It appears that it is actually changing these values, because when it writes the parquet file and I import it into hdfs and run a query, I get errors like this:
WARNINGS: File '<path>/test.parquet' has an incompatible Parquet schema for column
'<database>.<table>.tport'. Column type: INT, Parquet schema:
optional double tport [i:1 d:1 r:0]
I don't know why it would alter the data and not just leave it as-is. If this is what's happening, I don't know if I need to loop over every column and replace all these back to their original values, or if there is some other way to tell it to leave them alone.

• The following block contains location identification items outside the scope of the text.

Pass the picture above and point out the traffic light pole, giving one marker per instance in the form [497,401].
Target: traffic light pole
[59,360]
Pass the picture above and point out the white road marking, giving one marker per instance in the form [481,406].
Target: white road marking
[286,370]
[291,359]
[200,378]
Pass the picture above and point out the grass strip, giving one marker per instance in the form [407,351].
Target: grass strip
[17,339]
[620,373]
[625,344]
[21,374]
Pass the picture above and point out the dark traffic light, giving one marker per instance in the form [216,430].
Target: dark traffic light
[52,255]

I have been using this reference page:
http://arrow.apache.org/docs/python/parquet.html
It uses
pq.read_table(in_file)
to read the parquet file and then
df = table2.to_pandas()
to convert to a dataframe that I can loop through and change the columns. I don't understand why it's changing the data, and I can't find a way to prevent this from happening. Is there a different way I need to read it than read_table?
If I query the database, the data would look like this:
tport
0
1
My print(df) line for the same thing looks like this:
tport
0.00000
nan
nan
1.00000
Here is the relevant code. I left out the part that processes the command-line arguments since it was long and it doesn't apply to this problem. The file passed in is in_file:
import sys, getopt
import random
import re
import math
import pyarrow.parquet as pq
import numpy as np
import pandas as pd
import pyarrow as pa
import os.path
# <CLI PROCESSING SECTION HERE>
# GET LIST OF COLUMNS THAT MUST BE SCRAMBLED
field_file = open('scrambler_columns.txt', 'r')

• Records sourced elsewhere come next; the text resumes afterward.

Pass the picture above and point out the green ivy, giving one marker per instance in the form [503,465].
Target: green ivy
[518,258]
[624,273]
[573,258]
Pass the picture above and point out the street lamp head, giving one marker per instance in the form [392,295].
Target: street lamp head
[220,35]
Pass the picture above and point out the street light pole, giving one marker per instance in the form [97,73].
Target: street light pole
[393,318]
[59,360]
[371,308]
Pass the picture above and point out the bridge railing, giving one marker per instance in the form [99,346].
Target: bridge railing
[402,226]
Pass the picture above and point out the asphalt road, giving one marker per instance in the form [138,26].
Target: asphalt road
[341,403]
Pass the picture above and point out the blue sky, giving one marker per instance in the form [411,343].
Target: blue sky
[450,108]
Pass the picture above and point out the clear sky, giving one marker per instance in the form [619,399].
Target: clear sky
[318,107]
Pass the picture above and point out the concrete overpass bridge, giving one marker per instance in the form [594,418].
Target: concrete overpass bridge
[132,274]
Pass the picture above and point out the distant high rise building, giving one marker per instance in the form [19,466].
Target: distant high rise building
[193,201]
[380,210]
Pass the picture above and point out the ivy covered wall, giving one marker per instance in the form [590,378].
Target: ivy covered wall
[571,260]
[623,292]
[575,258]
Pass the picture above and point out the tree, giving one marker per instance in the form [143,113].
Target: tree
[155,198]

contents = field_file.read()
scrambler_columns = contents.split('\n')
def scramble_str(xstr):
#print(xstr + '_scrambled!')
return xstr + '_scrambled!'
parquet_file = pq.ParquetFile(in_file)
table2 = pq.read_table(in_file)
metadata = pq.read_metadata(in_file)
df = table2.to_pandas() #dataframe
print('rows: ' + str(df.shape[0]))
print('cols: ' + str(df.shape[1]))
pd.set_option('display.max_rows', None)
pd.set_option('display.max_columns', None)
pd.set_option('display.width', None)
pd.set_option('display.max_colwidth', -1)

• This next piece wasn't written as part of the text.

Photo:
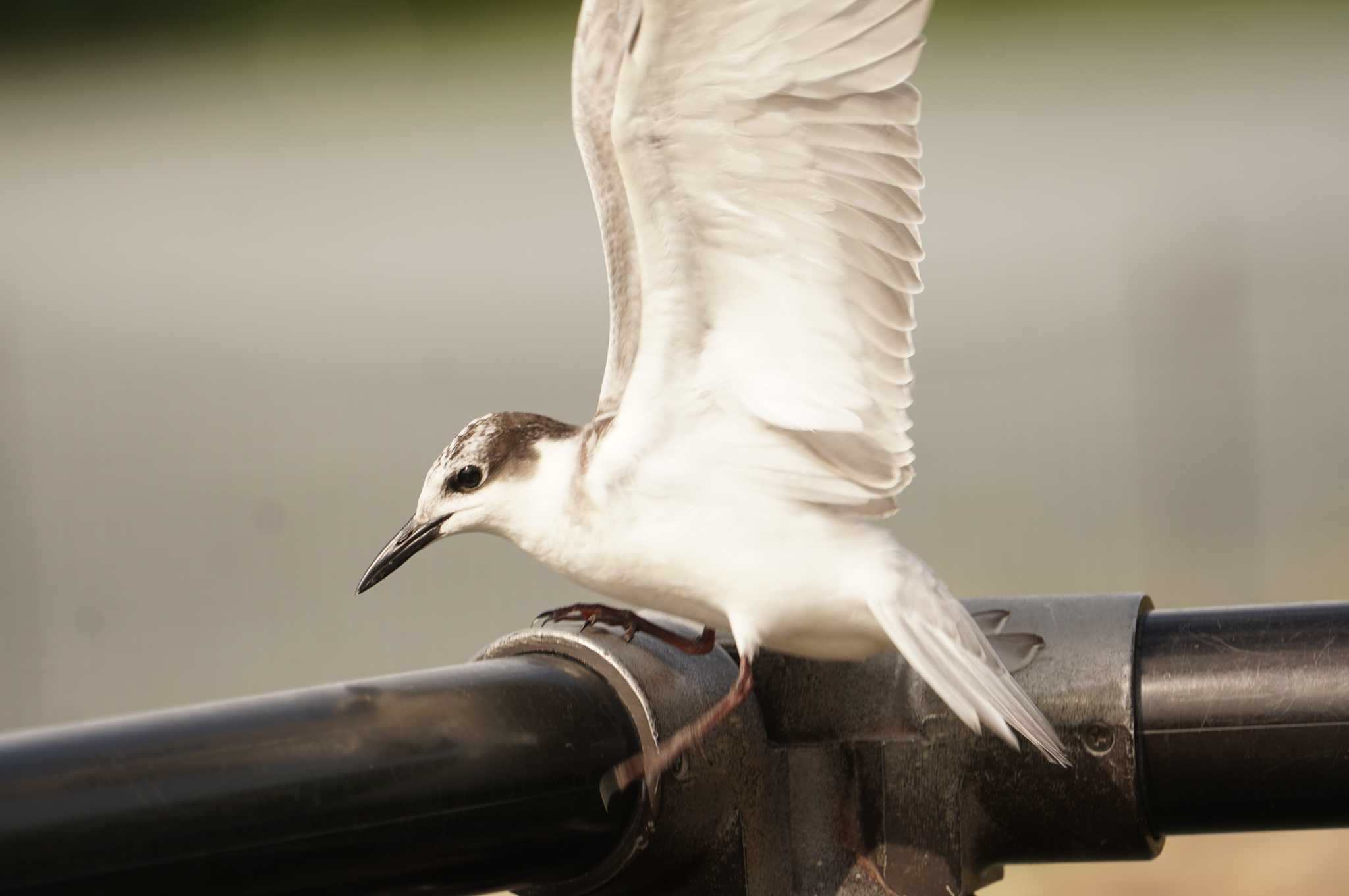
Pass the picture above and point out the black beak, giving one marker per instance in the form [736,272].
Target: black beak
[402,546]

pd.set_option('display.float_format', lambda x: '%.5f' % x)
#df.fillna(value='', inplace=True) # np.nan # \xa0
print(df) # print before making any changes
cols = list(df)
# https://pythonbasics.org/pandas-iterate-dataframe/
for col_name, col_data in df.iteritems():
#print(cols[index])
if col_name in scrambler_columns:
print('scrambling values in column ' + col_name)
for i, val in col_data.items():
df.at[i, col_name] = scramble_str(str(val))
print(df) # print after making changes
print(parquet_file.num_row_groups)
print(parquet_file.read_row_group(0))
# WRITE NEW PARQUET FILE
new_table = pa.Table.from_pandas(df)
writer = pq.ParquetWriter(out_file, new_table.schema)
for i in range(1):
writer.write_table(new_table)
writer.close()
if os.path.isfile(out_file) == True:
print('wrote ' + out_file)
else:
print('error writing file ' + out_file)
# READ NEW PARQUET FILE
table3 = pq.read_table(out_file)
df = table3.to_pandas() #dataframe
print(df)
EDIT
Here are the datatypes for the 1st few columns in hdfs
and here are the same ones that are in the pandas dataframe:
id object
col1 float64
col2 object
col3 object
col4 float64
col5 object
col6 object
col7 object
It appears to convert
String to object
Int to float64
bigint to float64
How can I tell pandas what data types the columns should be?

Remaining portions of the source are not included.